Fig. 366. (S. 1–3.) Bar-amulet and four ridged objects, somewhat different from bar-amulets, but of such forms as could be ranged in a series, beginning with bar-amulet and ending in a ridged type, or vice versa.

There is another point with reference to the problematical class that I wish to place before readers. If there is anything that denotes peculiar development here in America on the part of stone-age man—a development dissimilar to that found anywhere else in the world, it is evinced in these strange, problematical forms. Here and there one will find a stone pendant or simple ornament similar to stone pendants elsewhere in the world. But as a class these things stand aloof as distinctly American. Compare them with stone objects from any other country in the world, and you will catch my meaning. They are unique, they are individualistic. I defy any one to pick a series in Egypt, Europe, Babylonia, or elsewhere that will type for type compare with them. They constitute a problem in American archæology. We have seen that on the forearm or chest, or the hand, or the neck, of skeleton remains some of these are found. But most of the forms have not been found buried with the dead. The few vague references to “charm-stones,” and “bull-roarers” are feeble attempts at explanation. Certainly, we do not know, in the broad sense, what they meant to stone-age man. To dismiss them with a wave of the hand as witchcraft stones is likewise a confession to ignorance and of inability to solve the problem. I find no specific reference among the works of early writers to their use. Their distribution is not confined to the territory of the Iroquois, the Creeks, the Delawares, the Eries, or the Ojibwa. While they are most numerous in the areas occupied by such tribes, that does not mean that they were used by those same Indians.

Fig. 368. (S. 1–2.) Two of a series of peculiar pointed type regarding which I am totally in the dark. Material: black slate and granite. Phillips Academy collection, Andover. The one to the right has a groove about the top. There are many of these in all museum collections, and I am sorry I cannot illustrate a large number of them. They range from the ordinary ridged form, unperforated, to long, slender, almost pick-shaped objects. They constitute a study in themselves. There have been many theories as to drilled and winged objects, but these pendant-shaped, “coffin”-shaped, and kindred stones not only defy classification, but there is absolutely no use to be assigned them. There are no perforations, seldom are they grooved, and there is no way whereby one might judge for what purpose they were made use of. Truly the word “problematical” belongs to them more than to any other type of stone objects.

Fig. 367. (S. 1–2.) Peculiar bar-amulet, of which three views are represented; top, side, and bottom. John Merkel collection, Bellevue, Iowa. Material: mottled granite.

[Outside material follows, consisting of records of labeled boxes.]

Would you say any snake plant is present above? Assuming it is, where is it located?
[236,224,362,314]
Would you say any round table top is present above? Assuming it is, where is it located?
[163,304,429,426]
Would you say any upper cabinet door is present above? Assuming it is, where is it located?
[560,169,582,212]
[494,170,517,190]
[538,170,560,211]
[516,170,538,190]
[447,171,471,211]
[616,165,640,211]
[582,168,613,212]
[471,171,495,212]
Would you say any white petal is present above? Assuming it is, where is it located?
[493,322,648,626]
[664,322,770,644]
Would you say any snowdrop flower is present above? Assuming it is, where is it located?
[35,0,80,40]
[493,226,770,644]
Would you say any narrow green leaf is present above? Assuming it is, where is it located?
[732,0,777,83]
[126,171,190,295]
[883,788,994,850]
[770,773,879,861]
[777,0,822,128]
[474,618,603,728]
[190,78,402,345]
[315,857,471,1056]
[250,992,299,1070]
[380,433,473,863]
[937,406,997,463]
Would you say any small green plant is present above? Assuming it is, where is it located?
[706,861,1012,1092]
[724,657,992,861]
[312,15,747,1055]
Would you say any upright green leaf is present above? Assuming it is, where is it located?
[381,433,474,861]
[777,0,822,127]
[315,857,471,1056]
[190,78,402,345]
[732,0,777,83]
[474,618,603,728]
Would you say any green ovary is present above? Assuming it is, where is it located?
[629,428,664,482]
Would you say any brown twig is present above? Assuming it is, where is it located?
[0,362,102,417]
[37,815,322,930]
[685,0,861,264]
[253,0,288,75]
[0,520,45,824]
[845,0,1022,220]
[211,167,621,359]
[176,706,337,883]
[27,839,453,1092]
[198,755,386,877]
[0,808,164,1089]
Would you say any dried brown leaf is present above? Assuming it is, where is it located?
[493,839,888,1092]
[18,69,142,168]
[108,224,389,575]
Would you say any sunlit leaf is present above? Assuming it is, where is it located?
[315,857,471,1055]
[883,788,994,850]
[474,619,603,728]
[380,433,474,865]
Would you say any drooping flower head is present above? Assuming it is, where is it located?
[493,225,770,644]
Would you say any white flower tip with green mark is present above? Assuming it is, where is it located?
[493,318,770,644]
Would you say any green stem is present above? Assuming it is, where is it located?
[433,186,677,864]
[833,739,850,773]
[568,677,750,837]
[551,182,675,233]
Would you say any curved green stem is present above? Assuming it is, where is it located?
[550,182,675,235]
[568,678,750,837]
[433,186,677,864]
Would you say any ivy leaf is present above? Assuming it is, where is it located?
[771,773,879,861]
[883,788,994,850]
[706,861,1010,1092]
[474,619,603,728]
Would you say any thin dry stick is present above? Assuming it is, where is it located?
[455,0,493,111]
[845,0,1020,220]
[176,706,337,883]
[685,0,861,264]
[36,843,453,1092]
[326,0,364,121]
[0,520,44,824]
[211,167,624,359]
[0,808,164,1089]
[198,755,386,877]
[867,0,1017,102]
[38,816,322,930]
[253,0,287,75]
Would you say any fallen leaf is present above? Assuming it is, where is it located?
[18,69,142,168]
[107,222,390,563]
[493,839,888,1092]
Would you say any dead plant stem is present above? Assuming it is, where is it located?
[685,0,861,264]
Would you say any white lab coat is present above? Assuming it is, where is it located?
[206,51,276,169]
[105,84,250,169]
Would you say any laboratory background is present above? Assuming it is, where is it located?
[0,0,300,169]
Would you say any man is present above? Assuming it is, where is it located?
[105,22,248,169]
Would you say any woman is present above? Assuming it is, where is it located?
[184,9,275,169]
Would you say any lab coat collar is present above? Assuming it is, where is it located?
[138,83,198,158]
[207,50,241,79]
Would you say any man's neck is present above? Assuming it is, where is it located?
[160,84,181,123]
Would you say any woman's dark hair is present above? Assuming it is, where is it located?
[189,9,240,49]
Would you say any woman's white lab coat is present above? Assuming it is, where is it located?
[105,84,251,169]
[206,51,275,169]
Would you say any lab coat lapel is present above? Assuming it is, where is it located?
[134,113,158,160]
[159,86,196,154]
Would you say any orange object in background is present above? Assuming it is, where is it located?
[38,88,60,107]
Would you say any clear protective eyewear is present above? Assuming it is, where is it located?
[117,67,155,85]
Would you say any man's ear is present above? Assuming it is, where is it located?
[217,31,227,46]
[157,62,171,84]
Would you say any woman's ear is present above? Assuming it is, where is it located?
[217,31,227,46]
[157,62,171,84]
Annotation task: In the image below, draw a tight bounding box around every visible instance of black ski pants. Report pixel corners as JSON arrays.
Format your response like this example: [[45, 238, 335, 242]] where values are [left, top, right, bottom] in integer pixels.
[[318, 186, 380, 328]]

I closed my part of the Bulletin no. 2, on gorgets, Phillips Academy publication, with the same quotations with which I close this chapter on “Problematical Forms.” I see no reason to change it, although it applied to gorgets exclusively:—

“If one were to find Zuñi paraphernalia independent of any association of Zuñi people, and if the discoverer had no knowledge of the Zuñis, he could not conceive of the peculiar, not to say incredible, usages to which Zuñi charms are put. The Zuñis gave up most of their time to ceremonies. Other native tribes may have done the same.